Bike-sharing platforms, for example, are choosing to simply increase prices, instead of attracting advertising revenue or improving services to lower cost and increase profit. This indicates that they are not yet able to establish core competitiveness and that venture capital funds are too eager for quick success and instant money, Jiang said.

"Along with being unable to find suitable profitability models, a more important reason for the downtrend of the bike-sharing sector is that it has not yet established new technologies as a driving force. When the digitalization trend is replaced by the new economy represented by new retail and new finance, the concept of sharing economy also needs a revolution," said Meng Yonghui, an independent financial commentator, on his blog.

He pointed out that many service providers in the market, who don't really understand the essence of the sharing economy, are just taking advantage of the Internet to launch and promote their business.

What is needed is to satisfy new user demand by providing more innovative solutions, Meng said, adding that the Internet can provide users only with more convenient access to products and services, but the sharing economy must change traditional industries to meet the upgraded user demand.

Along with mobilizing as many idle resources as possible, the challenge lies in how the sharing economy enterprises will really add value to these resources, according to Meng.

A tourist washes his tea set in a shared homestay in Xuanen County, central China's Hubei Province, on September 20, 2017 (XINHUA)

Manufacture-sharing rises

Despite the failure of a large number of sharing economy startups, many analysts remain optimistic about the market's long-term prospects.

The market size of China's sharing economy is expected to exceed 9 trillion yuan ($1.28 trillion) in 2020, compared to the current 7.36 trillion yuan ($1.05 trillion), according to a recent report from iiMedia Research, a Chinese firm specializing in data analysis service for new economic industries. The number of market participants totaled more than 760 million in 2018, including about 75 million service providers, it showed.

China's sharing economy covers a wide range of fields, from life services such as travel and accommodation to industrial production, agriculture and other production. So, which is the most vigorous one? According to the SIC report, sharing production capacity in manufacturing industries has become a new growth point. In 2018, the growth of production capacity sharing soared 97.5 percent year on year, the fastest in all sharing economy sectors.

The Shenyang Machine Tool Group Co. Ltd. set up a smart factory at an industrial park located in Shiyan City in Hubei, providing sharing services for intelligent manufacturing.
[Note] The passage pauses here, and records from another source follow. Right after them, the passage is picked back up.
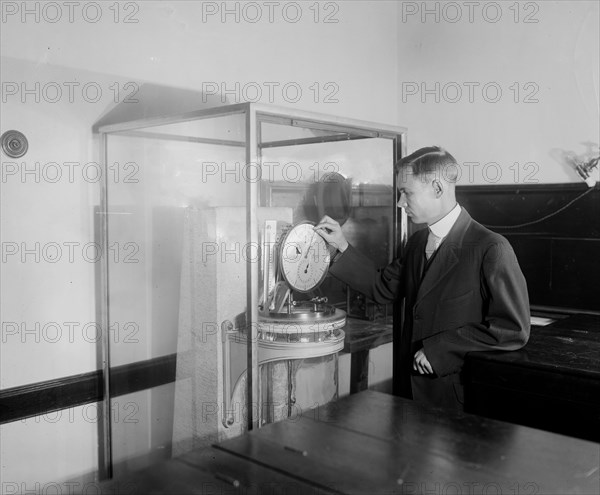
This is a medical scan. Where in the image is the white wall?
[0,1,399,491]
[398,0,600,184]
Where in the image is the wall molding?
[0,354,177,424]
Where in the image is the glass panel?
[106,114,246,474]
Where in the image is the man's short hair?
[395,146,458,183]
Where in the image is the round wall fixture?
[0,131,29,158]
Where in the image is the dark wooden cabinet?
[465,314,600,441]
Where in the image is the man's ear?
[431,179,444,198]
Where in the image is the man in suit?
[315,147,530,410]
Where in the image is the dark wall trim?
[0,354,177,424]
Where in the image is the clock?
[278,222,331,293]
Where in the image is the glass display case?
[97,103,406,473]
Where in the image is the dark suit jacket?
[330,208,530,409]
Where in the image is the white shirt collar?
[429,203,461,239]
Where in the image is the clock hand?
[304,231,316,259]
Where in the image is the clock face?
[279,222,330,292]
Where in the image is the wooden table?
[102,391,600,495]
[343,318,393,394]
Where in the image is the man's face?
[397,168,439,223]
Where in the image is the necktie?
[425,229,441,259]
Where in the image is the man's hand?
[314,215,348,253]
[413,349,433,375]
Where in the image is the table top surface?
[467,314,600,378]
[344,316,394,352]
[216,391,600,494]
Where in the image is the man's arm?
[423,238,530,376]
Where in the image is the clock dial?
[280,222,330,292]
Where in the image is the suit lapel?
[416,208,471,303]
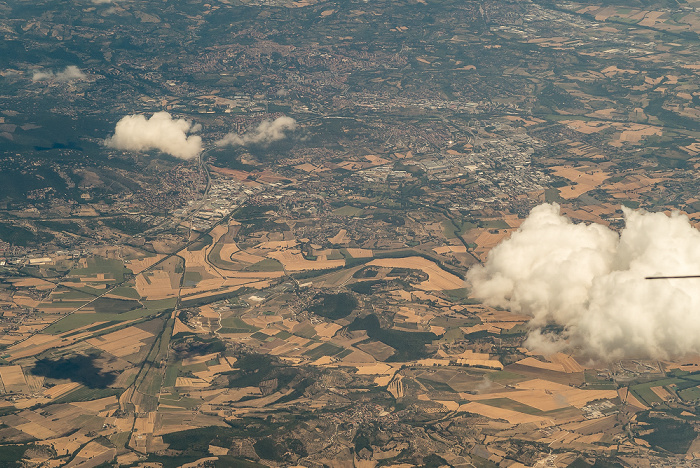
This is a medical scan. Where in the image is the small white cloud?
[104,112,202,159]
[216,116,297,146]
[32,65,87,81]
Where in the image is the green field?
[42,304,165,335]
[304,343,343,359]
[630,378,683,406]
[678,387,700,401]
[219,317,260,333]
[70,257,131,283]
[479,398,545,416]
[333,205,365,216]
[246,258,284,271]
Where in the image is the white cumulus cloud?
[32,65,87,81]
[467,204,700,359]
[105,112,202,159]
[216,116,297,146]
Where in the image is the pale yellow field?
[369,257,464,291]
[328,229,352,245]
[126,254,165,275]
[44,382,80,399]
[136,270,178,300]
[0,366,27,392]
[433,245,467,255]
[87,327,153,357]
[255,240,299,250]
[459,401,550,424]
[15,421,58,440]
[345,247,374,258]
[267,249,345,271]
[619,124,663,143]
[650,386,674,401]
[8,334,68,361]
[549,353,585,374]
[516,357,564,372]
[7,278,56,290]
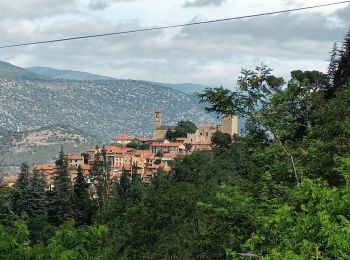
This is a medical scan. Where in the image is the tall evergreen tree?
[49,147,73,225]
[13,163,30,215]
[326,43,339,98]
[28,172,46,216]
[90,147,111,211]
[334,30,350,88]
[73,166,92,226]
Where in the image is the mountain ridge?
[0,60,215,141]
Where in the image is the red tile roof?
[151,143,182,147]
[115,134,133,141]
[163,153,176,158]
[104,145,132,154]
[67,154,84,161]
[3,176,17,186]
[35,163,56,171]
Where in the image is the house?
[66,154,84,168]
[191,141,211,152]
[149,143,185,154]
[153,111,176,139]
[2,176,18,187]
[34,163,57,187]
[114,134,134,145]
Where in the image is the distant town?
[3,110,238,188]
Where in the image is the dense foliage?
[0,30,350,259]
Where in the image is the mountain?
[0,61,41,80]
[26,67,211,95]
[0,126,97,166]
[0,61,216,142]
[158,83,207,95]
[26,67,113,80]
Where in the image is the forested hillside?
[0,30,350,259]
[0,63,215,142]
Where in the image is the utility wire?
[0,0,350,49]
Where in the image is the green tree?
[126,142,139,149]
[211,131,232,149]
[13,163,31,216]
[73,166,93,226]
[90,147,111,212]
[49,147,73,226]
[0,183,16,226]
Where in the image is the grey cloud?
[336,5,350,22]
[0,4,348,86]
[88,0,134,10]
[0,0,78,20]
[183,0,226,7]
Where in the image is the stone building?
[153,111,238,143]
[153,111,176,139]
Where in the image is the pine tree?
[73,166,92,226]
[28,172,46,216]
[90,147,111,211]
[13,163,30,216]
[325,42,339,99]
[49,148,73,226]
[334,30,350,88]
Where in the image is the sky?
[0,0,350,88]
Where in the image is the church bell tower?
[153,110,161,130]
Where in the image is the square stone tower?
[153,110,162,130]
[219,115,238,136]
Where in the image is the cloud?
[88,0,134,10]
[183,0,226,7]
[0,0,349,87]
[0,0,78,20]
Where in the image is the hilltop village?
[3,111,238,187]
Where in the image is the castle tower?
[153,110,161,130]
[220,115,238,136]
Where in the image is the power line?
[0,0,350,49]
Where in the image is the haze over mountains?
[0,62,216,165]
[0,62,213,140]
[26,67,206,95]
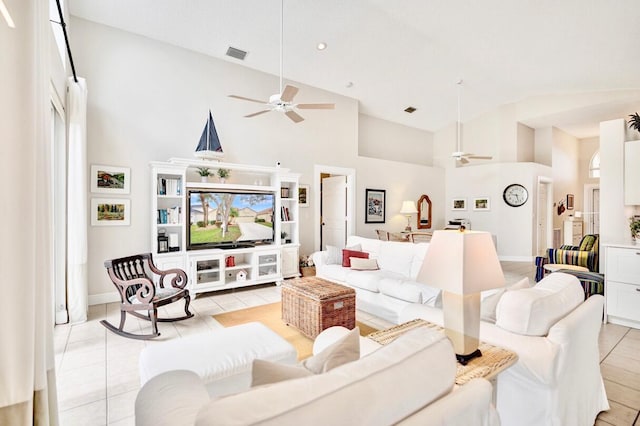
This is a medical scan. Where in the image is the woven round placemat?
[367,319,518,385]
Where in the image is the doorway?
[535,176,553,256]
[313,165,356,250]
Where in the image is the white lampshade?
[416,230,504,364]
[416,230,505,294]
[400,201,418,214]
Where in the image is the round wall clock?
[502,183,529,207]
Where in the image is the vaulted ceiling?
[69,0,640,137]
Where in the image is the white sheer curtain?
[67,78,89,323]
[0,0,58,426]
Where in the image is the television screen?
[187,190,275,250]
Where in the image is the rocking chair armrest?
[154,268,187,289]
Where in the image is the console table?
[367,319,518,386]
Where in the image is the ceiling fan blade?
[229,95,269,104]
[296,104,336,109]
[245,109,271,118]
[280,84,299,102]
[284,111,304,123]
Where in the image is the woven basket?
[282,277,356,339]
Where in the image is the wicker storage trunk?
[282,277,356,339]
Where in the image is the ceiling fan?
[451,80,493,164]
[229,0,335,123]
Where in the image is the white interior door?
[321,176,347,250]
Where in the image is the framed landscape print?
[364,189,387,223]
[451,198,467,210]
[91,198,131,226]
[473,197,491,211]
[298,184,309,207]
[90,164,131,194]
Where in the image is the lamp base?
[456,349,482,365]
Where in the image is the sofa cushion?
[496,272,584,336]
[196,327,456,425]
[342,249,369,268]
[480,277,531,324]
[349,257,380,271]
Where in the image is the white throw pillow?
[480,277,531,324]
[349,257,380,271]
[496,272,584,336]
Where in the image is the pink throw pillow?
[342,249,369,268]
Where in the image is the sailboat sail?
[195,110,224,158]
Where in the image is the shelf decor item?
[91,164,131,194]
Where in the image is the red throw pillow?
[342,249,369,268]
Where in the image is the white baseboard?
[89,291,120,305]
[498,256,536,262]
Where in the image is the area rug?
[213,302,377,360]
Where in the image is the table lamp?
[400,201,418,232]
[416,229,505,365]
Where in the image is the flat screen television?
[187,189,276,250]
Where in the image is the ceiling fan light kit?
[229,0,335,123]
[451,79,493,164]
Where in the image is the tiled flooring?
[54,262,640,426]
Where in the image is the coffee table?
[367,319,518,386]
[282,276,356,339]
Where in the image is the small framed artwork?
[91,164,131,194]
[298,184,310,207]
[567,194,573,210]
[91,198,131,226]
[364,188,387,223]
[473,197,491,211]
[451,198,467,210]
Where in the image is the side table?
[367,319,518,386]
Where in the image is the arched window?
[589,151,600,178]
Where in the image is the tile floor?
[54,262,640,426]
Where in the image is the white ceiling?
[69,0,640,137]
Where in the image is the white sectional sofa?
[400,272,609,426]
[313,235,441,324]
[135,327,500,426]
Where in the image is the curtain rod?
[53,0,78,83]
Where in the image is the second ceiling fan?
[229,0,335,123]
[451,80,493,164]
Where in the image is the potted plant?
[218,169,230,183]
[629,216,640,244]
[629,112,640,132]
[198,167,211,182]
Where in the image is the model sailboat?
[195,110,224,160]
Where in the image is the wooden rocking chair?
[100,253,193,340]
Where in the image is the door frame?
[313,164,356,250]
[534,176,553,256]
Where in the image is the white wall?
[445,163,551,261]
[358,114,433,166]
[70,18,441,301]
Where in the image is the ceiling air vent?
[227,46,247,61]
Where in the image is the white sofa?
[135,327,500,426]
[400,273,609,426]
[313,235,441,324]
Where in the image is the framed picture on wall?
[364,188,387,223]
[451,198,467,210]
[298,184,309,207]
[90,164,131,194]
[91,198,131,226]
[567,194,573,210]
[473,197,491,211]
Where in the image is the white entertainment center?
[150,158,300,296]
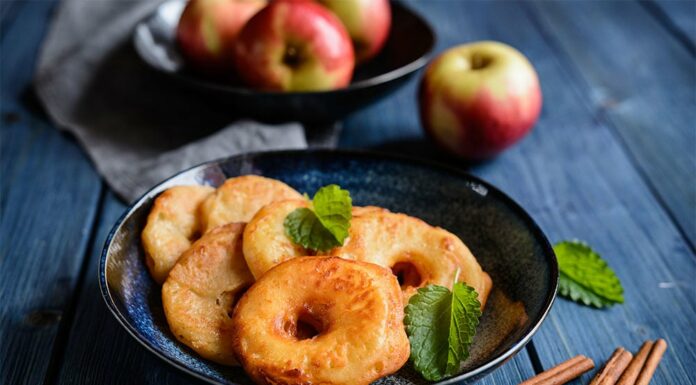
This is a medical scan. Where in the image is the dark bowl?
[99,150,558,385]
[133,0,435,123]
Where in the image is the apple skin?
[418,41,542,160]
[235,0,355,91]
[176,0,267,75]
[319,0,392,64]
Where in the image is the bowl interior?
[133,0,435,95]
[100,151,558,384]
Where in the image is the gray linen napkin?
[34,0,340,201]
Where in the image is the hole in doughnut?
[283,309,324,341]
[215,286,249,318]
[392,262,423,289]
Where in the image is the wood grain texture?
[342,2,696,384]
[55,192,211,385]
[0,1,101,384]
[533,1,696,246]
[56,189,534,385]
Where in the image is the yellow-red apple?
[176,0,266,74]
[319,0,391,64]
[418,41,542,160]
[235,1,355,91]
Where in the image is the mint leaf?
[312,184,353,246]
[404,283,481,381]
[553,241,624,308]
[283,185,353,251]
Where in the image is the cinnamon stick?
[636,338,667,385]
[590,347,633,385]
[520,355,594,385]
[617,340,655,385]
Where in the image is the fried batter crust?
[162,223,254,365]
[141,186,215,284]
[330,210,492,307]
[201,175,302,232]
[232,257,409,385]
[244,199,384,279]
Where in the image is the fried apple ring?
[243,199,384,279]
[201,175,302,233]
[329,211,492,307]
[162,223,254,365]
[141,186,215,284]
[232,257,410,385]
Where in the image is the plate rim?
[130,0,437,98]
[97,149,560,385]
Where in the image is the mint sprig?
[404,283,481,381]
[553,241,624,308]
[283,184,353,251]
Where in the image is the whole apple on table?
[418,41,542,160]
[176,0,267,75]
[177,0,391,91]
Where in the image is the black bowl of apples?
[133,0,435,123]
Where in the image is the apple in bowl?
[418,41,542,160]
[319,0,392,64]
[234,0,355,92]
[176,0,267,75]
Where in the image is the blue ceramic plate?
[99,151,558,384]
[133,0,435,123]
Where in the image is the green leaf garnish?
[553,241,624,308]
[404,283,481,381]
[283,184,353,251]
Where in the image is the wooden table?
[0,0,696,384]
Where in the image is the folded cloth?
[34,0,340,201]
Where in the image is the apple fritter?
[201,175,302,233]
[329,211,492,306]
[232,257,410,385]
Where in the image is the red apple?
[176,0,266,74]
[319,0,391,63]
[235,1,355,91]
[419,41,542,160]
By leasing machine tools via the Internet, startup enterprises can share expensive equipment and process their own spare parts.

The SIC report said as the infrastructure for sharing production capacity improves, it will become an important orientation for the innovative development of enterprises, offering the possibility of manufacturing without having to build self-owned workshops.

"By connecting China's advantages as a manufacturing power and an Internet power, sharing production capacity will greatly improve resource utilization efficiency, reconstitute the supply-demand structure and industrial organizations, and facilitate the development of micro, small and medium-sized enterprises," the report said. "As manufacturing industries become more Internet-based and intelligent, sharing production capacity will also play a more significant role in stimulating innovation and business startups, nurturing new business models and advancing supply-side structural reform."

The SIC estimated that in the next three years, the average annual growth of the sharing economy will go beyond 30 percent.

"Since the sharing economy is a combined innovation model integrating technologies, systems and organizations, it will significantly reduce costs by seeking partners, bargaining and ensuring the safety of transactions for both the supply and demand sides, and improving resource allocation efficiency. The sharing economy is far from fully playing its role, thus, the trend of its penetration in various sectors of the economy will remain unchanged," the report concluded.